Jan Kiszka wrote:
> Hi,
> 
> it turned out ipipe_critical_enter is broken on SMP > 2 CPUs: On one
> CPU, Linux may have acquired an rwlock for reading when being preempted
> by the critical IPI. On some other CPU, Linux may have entered
> write_lock_irq[save] before the IPI arrived. The reader will be stuck in
> __ipipe_do_critical_sync, the writer in __write_lock_failed - forever.
> First seen on real silicon (once per "few" hundreds of boots), finally
> caught under KVM and nailed down.
> 
> Two approaches to resolve this issue come to my mind so far. The first
> one is to restart the whole ipipe_critical_enter after some (how many?)
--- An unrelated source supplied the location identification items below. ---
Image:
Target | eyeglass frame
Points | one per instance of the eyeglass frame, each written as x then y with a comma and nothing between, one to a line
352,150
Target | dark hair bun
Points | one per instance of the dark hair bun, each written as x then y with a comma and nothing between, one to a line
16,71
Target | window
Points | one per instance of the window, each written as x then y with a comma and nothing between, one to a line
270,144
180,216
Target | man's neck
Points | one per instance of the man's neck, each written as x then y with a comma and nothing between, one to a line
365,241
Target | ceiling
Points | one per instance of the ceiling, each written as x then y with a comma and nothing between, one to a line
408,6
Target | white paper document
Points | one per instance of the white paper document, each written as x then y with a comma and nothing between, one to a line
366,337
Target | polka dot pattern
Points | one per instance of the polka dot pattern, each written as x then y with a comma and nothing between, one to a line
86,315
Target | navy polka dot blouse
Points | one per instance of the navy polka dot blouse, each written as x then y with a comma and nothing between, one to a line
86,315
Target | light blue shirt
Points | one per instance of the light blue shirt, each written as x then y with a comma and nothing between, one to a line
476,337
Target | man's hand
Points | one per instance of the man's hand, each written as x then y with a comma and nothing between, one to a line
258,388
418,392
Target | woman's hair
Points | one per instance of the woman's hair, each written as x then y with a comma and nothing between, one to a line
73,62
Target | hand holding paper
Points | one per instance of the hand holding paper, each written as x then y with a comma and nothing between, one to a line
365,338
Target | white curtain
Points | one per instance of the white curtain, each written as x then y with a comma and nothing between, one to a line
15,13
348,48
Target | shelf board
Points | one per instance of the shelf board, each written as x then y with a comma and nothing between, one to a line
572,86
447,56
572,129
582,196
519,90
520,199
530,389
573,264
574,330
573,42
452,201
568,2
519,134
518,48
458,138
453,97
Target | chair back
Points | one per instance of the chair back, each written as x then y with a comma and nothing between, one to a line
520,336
> cycles of futile waiting. The other is to accept the critical IPI even
> if the top-most domain is stalled (as it sits in write_lock_irq), but
> I'm not 100% that our optimistic IRQ mask will always allow this when
> Linux is on the top (I assume we can safely require other domains to
> avoid such deadlocks by design).
> 
> Comments? Better ideas?

I guess, the rwlocks are ipipe rwlocks, right?
I am not sure it is different from your second idea, but what about
spinning in write_lock_irq/save with irqs on?

-- 
                                            Gilles.